А хитрый, мудрый змей, что сидит в самой глубине души, пытался-таки нашептать неопытному парню: «Ой, Лявон, Лявон! Сколько бед ты уже принял за один только день из-за любви своей. Так уж хоть сегодня ты ей не пиши... повремени малость, поразмысли. А то ведь, братец, от счастья до несчастья очень близко... А ну как она сама не разберется и покажет твое письмо кому-нибудь?..»
И корил себя Лявон за такие нехорошие мысли, а они, словно знак эгоистичной природы и дурного воспитания, сами, помимо воли, лезли в голову. Гнал их, как постыдную непристойность, как то, что портит нового, лучшего человека, как то, чего не должно быть у идейного и честного человека...
А проклятый мудрый змей нашептывал: «Неужто ж ты таким молодым женишься? Это ж тебе не кислая фосфорно-кислая соль...»
И хотелось писать еще, чтобы, выписавшись на бумаге — закрепить еще надежней все то, что защищало его взгляды, что указывало ему путь по жизни.
Насмешливый мой Максим, мой дорогой товарищ!
Поздравлять тебя с Новым годом в этом письме не буду, потому что послал тебе открыточку из Темнолесья. Дошла она или нет?
Как жилось мне в нашем глухом углу, писать не хочется,— сам хорошо знаешь, как я там живу, когда приезжаю из школы.

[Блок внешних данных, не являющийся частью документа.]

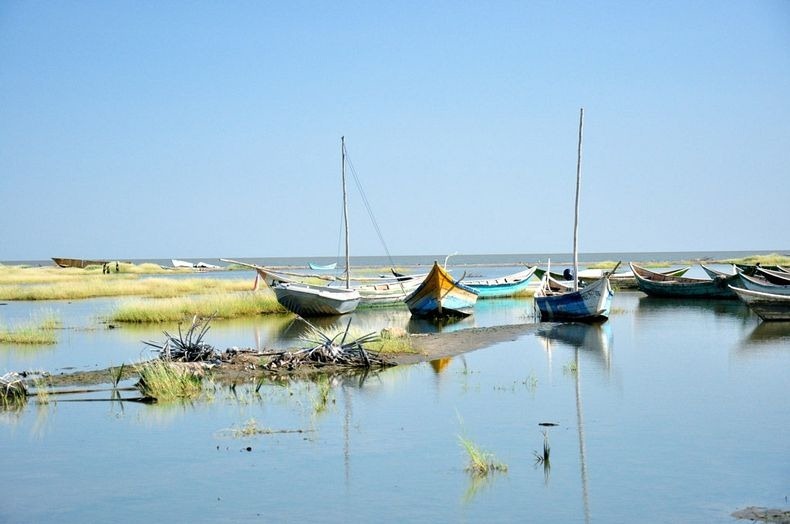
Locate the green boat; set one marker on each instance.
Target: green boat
(660, 285)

Знаешь... Нет, братец, насмешливый мой Максим, не догадаешься, что стало с твоим Лявоном: он теперь совсем другой человек!
Я теперь и сам удивляюсь, как это я мог раньше, в прошлые годы, и даже немного еще и в нынешнем, просидеть в своей хате все рождество, никуда не высовывая носа? Бывало, в церковь не езжу,— хотя и не хочется обижать этим набожных родителей,— ибо современная вера — обман; у родни своей не бываю, потому что родня моя — с рабскими взглядами, видит во мне будущего пана и неприятно этим выставляется; на гулянки не хожу, потому что что я там найду? — тупых девок, забияк-парней, брань и всякую срамоту, карты, мерзкое зубоскальство, насмешки над моими словами о лучшей, совсем другой жизни; за дровами с отцом и то неохота, потому что ложкой горя не накормишь; и так далее и так далее... Валяюсь себе недели три с книжкой в гордом одиночестве и гашу молодые, здоровые порывы горькими рассуждениями: «Такая вот доля мужицкого сына из деревни, который пошел учиться». Варюсь в собственном соку, не видя выхода...
Вот была философия!
Краснею сейчас: какой же я балбес был!
И только одно злое утешение у меня: один ли я таким удался? Много у нас таких балбесов. И ты, насмешливый Максим, и ты... Помнишь? Сейчас, живя в иных условиях, забыл, может, о том? Сейчас за своими широкими взглядами моих маленьких, узеньких, крестьянско-белорусских может, и не увидишь? Эх, о многом хотел бы потолковать с тобой.
Я возродился! У меня новая платформа... Только, Максим, не смейся, что я еще очень молодой и что еще ученик. Помнишь, ты и сам бросался в разные стороны.
Итак, я возродился!
А все знаешь кто? — Одна темнолесская девочка... Только ты не смейся: но я, кажется, влюбился... и все.
Ближе, ближе — посидел я с ней, поговорил,— какая славная девочка! Как я раньше этого не видел? Сам себе задурил голову книжками, так разве что потому.